James Forsyth James Forsyth

Boris beats two loud drums

Boris Johnson’s interventions today are another reminder of his ability to please the Tory tribe, and be a thorn in Cameron’s side. The prime minister has concluded that the best approach on Europe is to argue that the Eurozone needs to follow through on the logic of the single currency and move to fiscal union. This is not a popular position in the Tory party. From the Cabinet down there are doubts about the wisdom of it; I understand that Justine Greening told last week’s Cabinet meeting that she did not believe that a transfer union could be made to work.

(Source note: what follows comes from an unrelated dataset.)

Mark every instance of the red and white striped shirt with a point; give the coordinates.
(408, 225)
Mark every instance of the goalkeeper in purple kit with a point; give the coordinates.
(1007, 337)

But no senior Tory expresses their disagreement with this policy more often or more publicly than the Mayor of London. In his Telegraph column, he bemoans how ‘we are all meant to be conniving in a plan to create a fiscal union which (if it were to mean anything) would mean undermining the fundamentals of Western democracy.’

If this was not enough for one day, the mayor is also out banging the airport drum again today. In an interview with New York magazine, which is another reminder of his ability to go where most British politicians can’t, he says ‘We have to have a new airport.’ To which he then, half-jokingly, adds ‘One of the only reasons I want to assume supreme power in England is to make sure that happens.’ In the Standard, he accuses the government of ‘drift’ on aviation policy.

It is, perhaps, Boris’s position on airports that most infuriates many of those close to Cameron. They complain that his support for a new airport is simply a ruse to get him out of having to back Heathrow expansion, which is unpopular with London voters. But nevertheless the mayor’s enthusiastic support for a new airport is winning him credit with Tory MPs who worry that the coalition’s lack of a plan to increase capacity in the south east is simply ‘economic self-mutilation’.